Hi,
I’m trying to use a C DLL. Most of the functions take int or double or char* and I think there are examples of passing in all these in the docs.
However, one function I need returns a wchar_t* of NULL-terminated UTF16-encoded bytes – it is owned by the DLL and could be up to 2MB. How do I copy this into a String?
I finally figured out how to do it. I doubt that my solution is the most efficient (which is why I haven’t marked it as solved), but it works for me (using julia 0.6):
function utf16tostring(p::Ptr{UInt16}; maxlen=100_000)
text = ""
i = 1
while i <= maxlen
u = unsafe_load(p, i)
if u == 0; break end
text *= string(convert(Char, u))
i += 1
end
text
end
For reference, you really want to avoid calling *= in a loop as it’s going to allocate a new string each time. Here transcode is the best solution, but in general for this kind of situation you’d better store the characters in an array, fill it with characters, and only then create a string from it. Of course it’s even better if you can directly load the string from memory.
I looked in base/c.jl and found cwstring() which is great for creating wchar_t to pass into C functions, so thanks for mentioning that!
But using transcode() doesn’t work because I only have a NULL-terminated Ptr{Cwchar_t} of unknown length and transcode() won’t accept a pointer. Nor can I see any way to convert a Ptr{Cwchar_t} to a Vector{Cwchar_t}. I also tried changing my return type from Ptr{Cwchar_t} to Cwstring and then doing convert(UInt16, p) where p is a Cwstring but that didn’t work either.
Also, I guessed that *= is bad in loops (like Python) but I don’t know the length of the string, so I’m stuck.
We could probably stand to make this a little easier to use. The minimalist goal of transcode was to allow calling Windows APIs without needing a full-blown UTF-16 string type in Base. PRs and API design ideas welcome.
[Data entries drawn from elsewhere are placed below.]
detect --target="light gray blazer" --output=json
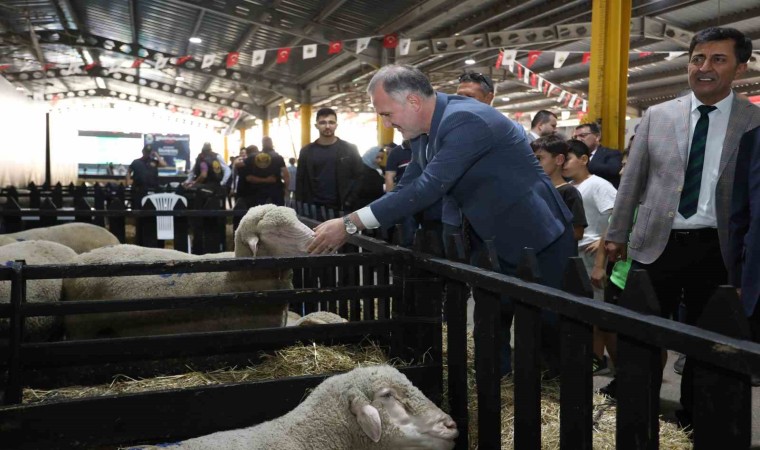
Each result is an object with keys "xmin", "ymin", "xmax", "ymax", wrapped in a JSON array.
[{"xmin": 607, "ymin": 93, "xmax": 760, "ymax": 266}]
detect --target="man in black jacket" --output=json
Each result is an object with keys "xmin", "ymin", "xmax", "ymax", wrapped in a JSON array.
[
  {"xmin": 296, "ymin": 108, "xmax": 362, "ymax": 218},
  {"xmin": 573, "ymin": 122, "xmax": 623, "ymax": 189}
]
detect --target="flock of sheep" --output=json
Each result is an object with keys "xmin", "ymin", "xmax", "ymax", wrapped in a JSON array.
[{"xmin": 0, "ymin": 205, "xmax": 458, "ymax": 450}]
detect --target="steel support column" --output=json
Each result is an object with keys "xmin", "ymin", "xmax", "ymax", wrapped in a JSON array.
[{"xmin": 588, "ymin": 0, "xmax": 631, "ymax": 149}]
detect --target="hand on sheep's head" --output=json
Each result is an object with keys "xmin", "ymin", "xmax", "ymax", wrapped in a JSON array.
[
  {"xmin": 308, "ymin": 213, "xmax": 364, "ymax": 255},
  {"xmin": 235, "ymin": 205, "xmax": 314, "ymax": 257}
]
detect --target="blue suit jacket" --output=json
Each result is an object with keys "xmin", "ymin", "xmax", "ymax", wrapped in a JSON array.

This also won’t handle non-BMP characters (i.e. characters that are encoded via two surrogate characters in UTF-16).
One option might be to use the UTF16String type that was moved to the LegacyStrings package.
You can use String(utf16(p)), where p is a Ptr{UInt16} or Ptr{Int16}, to get a UTF16String from a pointer to a null terminated UTF-16 string, and then return it as a UTF-8 encoded String type.
I tried LegacyStrings but it gave lots of warnings so I gave up on it. So I tried a new solution that didn’t keep appending to a string:
function utf16tostring(p::Ptr{UInt16}; maxlen=100_000)
chars = zeros(UInt16, maxlen)
i = 1
while i <= maxlen
u = unsafe_load(p, i)
if u == 0; break end
chars[i] = u
i += 1
end
transcode(String, chars)[1:i-1]
end
It runs about 5% faster on my test data.
I do think that the standard library should provide a Cwstring to String conversion function though.
Unless you know a plausible value for maxlen, it’s going to be more efficient to either go over the string to compute its length before allocating the vector, or to start with an empty vector and call push! repeatedly. That function will allocate a bigger vector than what is needed, so that this kind of pattern does not trigger a reallocation for each added value.
EDIT: like the code @ihnorton linked to, it would be even better to compute the length of the string, then use unsafe_wrap(Array, p, len) and call transcode on the result. That way you avoid an intermediate copy.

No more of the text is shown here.